In 1973, the first eight women began flight school in Pensacola, Florida. One year later, six of those eight women, who became known as “The First Six,” earned their Wings of Gold. Since then, women have served, operated, and led at every level of Naval Aviation.
Lt. Katie Martinez, a naval flight officer assigned to VFA-122, said she is looking forward to representing Naval Aviation at one of the world’s most-watched events.
“It’s not a feeling I can even put into words,” Martinez said. “It doesn’t get bigger than the Super Bowl, and I am humbled and honored to be able to participate with my friends and fellow Naval Aviators as part of this once-in-a-lifetime opportunity.”
During the Super Bowl, most flights above and in the vicinity of the stadium are not permitted, with certain exceptions. Per the FAA, the only flights permitted during the TFR will be emergency/life-saving flights by medical and law enforcement personnel.

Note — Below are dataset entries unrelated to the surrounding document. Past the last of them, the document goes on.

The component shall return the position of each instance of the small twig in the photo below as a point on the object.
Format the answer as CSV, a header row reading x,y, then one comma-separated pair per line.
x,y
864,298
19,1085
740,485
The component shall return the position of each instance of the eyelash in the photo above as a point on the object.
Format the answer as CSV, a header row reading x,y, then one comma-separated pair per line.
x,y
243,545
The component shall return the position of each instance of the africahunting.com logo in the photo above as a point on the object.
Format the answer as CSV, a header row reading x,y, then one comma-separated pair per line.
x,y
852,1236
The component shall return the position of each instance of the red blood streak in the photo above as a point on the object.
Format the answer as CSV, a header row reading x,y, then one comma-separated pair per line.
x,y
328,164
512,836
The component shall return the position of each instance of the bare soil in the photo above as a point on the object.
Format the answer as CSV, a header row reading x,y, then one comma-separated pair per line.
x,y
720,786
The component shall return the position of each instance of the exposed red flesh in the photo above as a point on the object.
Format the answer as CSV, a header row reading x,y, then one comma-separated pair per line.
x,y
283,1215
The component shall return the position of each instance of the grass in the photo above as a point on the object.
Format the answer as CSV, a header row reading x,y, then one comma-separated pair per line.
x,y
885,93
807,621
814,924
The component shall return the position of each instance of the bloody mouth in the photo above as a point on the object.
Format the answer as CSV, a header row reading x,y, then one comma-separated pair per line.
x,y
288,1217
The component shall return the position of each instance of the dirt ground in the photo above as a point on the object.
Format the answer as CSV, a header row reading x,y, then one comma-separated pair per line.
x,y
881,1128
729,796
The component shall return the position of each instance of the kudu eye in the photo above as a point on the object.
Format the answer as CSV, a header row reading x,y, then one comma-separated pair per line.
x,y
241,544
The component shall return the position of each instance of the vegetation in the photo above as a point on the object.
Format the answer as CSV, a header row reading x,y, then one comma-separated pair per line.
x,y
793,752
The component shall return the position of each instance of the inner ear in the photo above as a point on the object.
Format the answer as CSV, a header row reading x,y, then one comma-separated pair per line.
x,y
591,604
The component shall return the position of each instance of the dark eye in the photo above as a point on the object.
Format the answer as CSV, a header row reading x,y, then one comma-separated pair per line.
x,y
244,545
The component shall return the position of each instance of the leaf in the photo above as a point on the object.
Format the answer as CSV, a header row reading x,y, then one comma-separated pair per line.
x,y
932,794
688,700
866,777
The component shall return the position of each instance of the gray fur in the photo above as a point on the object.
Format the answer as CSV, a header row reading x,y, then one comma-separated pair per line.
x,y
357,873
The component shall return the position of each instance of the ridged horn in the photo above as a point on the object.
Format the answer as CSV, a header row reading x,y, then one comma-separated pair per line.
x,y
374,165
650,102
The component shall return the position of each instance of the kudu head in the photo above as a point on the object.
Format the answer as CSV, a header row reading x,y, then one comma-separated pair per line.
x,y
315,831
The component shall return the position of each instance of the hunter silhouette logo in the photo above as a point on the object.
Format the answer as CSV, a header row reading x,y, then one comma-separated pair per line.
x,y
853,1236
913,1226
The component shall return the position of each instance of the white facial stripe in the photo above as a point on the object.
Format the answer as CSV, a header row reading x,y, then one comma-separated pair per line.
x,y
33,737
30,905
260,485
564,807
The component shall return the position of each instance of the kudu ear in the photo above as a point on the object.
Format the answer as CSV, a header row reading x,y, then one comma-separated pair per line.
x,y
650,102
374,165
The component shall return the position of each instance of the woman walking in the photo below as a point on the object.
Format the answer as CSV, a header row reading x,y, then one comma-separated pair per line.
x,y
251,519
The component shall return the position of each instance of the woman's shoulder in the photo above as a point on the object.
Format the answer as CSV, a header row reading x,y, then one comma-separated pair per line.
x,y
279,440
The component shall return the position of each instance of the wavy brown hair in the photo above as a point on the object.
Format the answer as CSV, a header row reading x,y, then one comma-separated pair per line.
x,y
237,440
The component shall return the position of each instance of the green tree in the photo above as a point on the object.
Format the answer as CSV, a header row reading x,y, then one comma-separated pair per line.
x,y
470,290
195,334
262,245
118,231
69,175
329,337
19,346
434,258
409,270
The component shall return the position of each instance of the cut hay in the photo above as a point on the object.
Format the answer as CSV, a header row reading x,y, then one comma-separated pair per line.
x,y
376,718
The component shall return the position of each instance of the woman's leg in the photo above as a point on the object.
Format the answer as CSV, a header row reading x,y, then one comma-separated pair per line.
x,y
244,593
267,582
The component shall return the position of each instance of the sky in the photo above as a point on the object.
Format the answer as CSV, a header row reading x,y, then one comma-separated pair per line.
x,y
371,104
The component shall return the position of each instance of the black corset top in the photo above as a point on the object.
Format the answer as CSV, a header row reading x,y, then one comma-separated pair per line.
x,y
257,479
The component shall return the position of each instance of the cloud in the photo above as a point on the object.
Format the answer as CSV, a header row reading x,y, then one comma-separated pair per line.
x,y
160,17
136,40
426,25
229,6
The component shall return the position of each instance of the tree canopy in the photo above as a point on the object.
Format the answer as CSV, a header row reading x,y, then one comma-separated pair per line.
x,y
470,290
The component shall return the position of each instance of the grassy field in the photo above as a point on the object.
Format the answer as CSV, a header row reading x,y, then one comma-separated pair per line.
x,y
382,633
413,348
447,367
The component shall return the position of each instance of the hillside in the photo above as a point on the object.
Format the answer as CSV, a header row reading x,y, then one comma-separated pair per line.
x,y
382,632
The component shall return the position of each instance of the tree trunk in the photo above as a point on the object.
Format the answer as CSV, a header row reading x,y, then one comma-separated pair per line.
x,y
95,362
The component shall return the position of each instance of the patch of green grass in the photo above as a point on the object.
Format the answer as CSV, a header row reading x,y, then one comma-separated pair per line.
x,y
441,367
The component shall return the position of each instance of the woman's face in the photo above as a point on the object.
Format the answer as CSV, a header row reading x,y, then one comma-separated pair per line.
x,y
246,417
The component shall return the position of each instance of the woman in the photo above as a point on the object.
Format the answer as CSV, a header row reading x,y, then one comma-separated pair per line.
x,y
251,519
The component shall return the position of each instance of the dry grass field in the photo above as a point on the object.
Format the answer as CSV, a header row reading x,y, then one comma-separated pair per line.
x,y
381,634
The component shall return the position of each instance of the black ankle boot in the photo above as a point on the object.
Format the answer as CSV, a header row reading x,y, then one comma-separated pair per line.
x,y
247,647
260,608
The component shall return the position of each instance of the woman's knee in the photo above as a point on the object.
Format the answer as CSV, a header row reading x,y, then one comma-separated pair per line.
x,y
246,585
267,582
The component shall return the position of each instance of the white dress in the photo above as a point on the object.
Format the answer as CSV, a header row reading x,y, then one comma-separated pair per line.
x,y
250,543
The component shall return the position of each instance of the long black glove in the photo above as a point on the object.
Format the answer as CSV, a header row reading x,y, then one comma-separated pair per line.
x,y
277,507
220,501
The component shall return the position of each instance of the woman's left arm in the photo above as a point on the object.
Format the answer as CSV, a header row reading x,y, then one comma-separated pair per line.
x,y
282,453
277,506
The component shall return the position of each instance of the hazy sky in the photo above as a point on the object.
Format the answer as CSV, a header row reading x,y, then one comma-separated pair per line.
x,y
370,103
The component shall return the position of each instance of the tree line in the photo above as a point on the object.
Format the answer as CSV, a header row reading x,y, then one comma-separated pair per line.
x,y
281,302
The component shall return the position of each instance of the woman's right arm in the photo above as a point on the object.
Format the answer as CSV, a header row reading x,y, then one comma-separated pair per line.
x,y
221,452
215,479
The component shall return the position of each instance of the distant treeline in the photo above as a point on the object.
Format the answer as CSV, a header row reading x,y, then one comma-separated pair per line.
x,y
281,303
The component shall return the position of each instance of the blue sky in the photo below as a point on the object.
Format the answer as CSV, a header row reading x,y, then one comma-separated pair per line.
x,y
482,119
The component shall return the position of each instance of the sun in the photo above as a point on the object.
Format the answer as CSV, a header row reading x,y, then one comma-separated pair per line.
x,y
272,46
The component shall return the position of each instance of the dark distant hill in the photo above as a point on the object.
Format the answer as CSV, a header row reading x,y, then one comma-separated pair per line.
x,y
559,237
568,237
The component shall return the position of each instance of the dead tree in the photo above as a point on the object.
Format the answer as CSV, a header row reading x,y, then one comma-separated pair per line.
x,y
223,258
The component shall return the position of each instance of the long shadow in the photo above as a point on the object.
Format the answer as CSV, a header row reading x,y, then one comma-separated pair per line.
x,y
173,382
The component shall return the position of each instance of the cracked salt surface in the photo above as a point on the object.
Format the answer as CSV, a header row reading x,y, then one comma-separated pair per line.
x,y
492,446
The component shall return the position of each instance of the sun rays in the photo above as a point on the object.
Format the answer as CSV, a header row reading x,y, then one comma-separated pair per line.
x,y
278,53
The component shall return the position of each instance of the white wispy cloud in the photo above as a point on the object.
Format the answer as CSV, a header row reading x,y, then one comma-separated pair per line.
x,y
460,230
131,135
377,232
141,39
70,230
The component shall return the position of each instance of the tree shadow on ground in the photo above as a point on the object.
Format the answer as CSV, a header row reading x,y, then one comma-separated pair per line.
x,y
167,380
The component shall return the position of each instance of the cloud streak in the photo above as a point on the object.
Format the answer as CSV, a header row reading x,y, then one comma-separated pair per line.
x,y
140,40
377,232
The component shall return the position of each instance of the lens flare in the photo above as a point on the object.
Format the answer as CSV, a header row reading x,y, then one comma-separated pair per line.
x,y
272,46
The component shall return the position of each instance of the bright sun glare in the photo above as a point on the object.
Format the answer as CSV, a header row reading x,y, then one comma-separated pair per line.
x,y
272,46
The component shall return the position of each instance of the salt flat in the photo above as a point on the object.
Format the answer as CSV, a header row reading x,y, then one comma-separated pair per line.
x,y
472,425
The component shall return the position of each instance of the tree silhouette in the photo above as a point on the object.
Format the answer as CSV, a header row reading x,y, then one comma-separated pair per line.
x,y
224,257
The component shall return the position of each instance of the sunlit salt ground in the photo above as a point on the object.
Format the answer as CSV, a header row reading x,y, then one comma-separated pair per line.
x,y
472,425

They must be coordinated with Phoenix Terminal Radar Approach Control (TRACON).
The NOTAM lists all the activities that are not allowed during the TFR, which includes flight training, practice instrument approaches, aerobatic flight, glider operations, parachute operations, ultralight, hang gliding, balloon operations, agriculture/crop dusting, animal population control flight operations, banner towing operations, sightseeing operations, maintenance test flights, model aircraft operations, model rocketry, utility and pipeline survey operations, and the use of Unmanned Aircraft Systems (UAS), or drones.
No Drone Zone
The TFR for drones begins several days before the game. Beginning February 9 through game day, airspace in downtown Phoenix is restricted up to 1,000 feet from 6 a.m. and midnight daily.
On game day—February 12—restrictions begin at 11 a.m. (MST) within two nautical miles around the stadium and up to 2,000 feet in altitude. The restrictions expand at 3:30 p.m. until 9 p.m. (MST) to a 30-nautical-mile radius and up to 18,000 feet in altitude.
Failure to respect the TFR will cost you, as the FAA notes penalties could include confiscation of the drone, a fine in excess of $30,000, and potential criminal prosecution.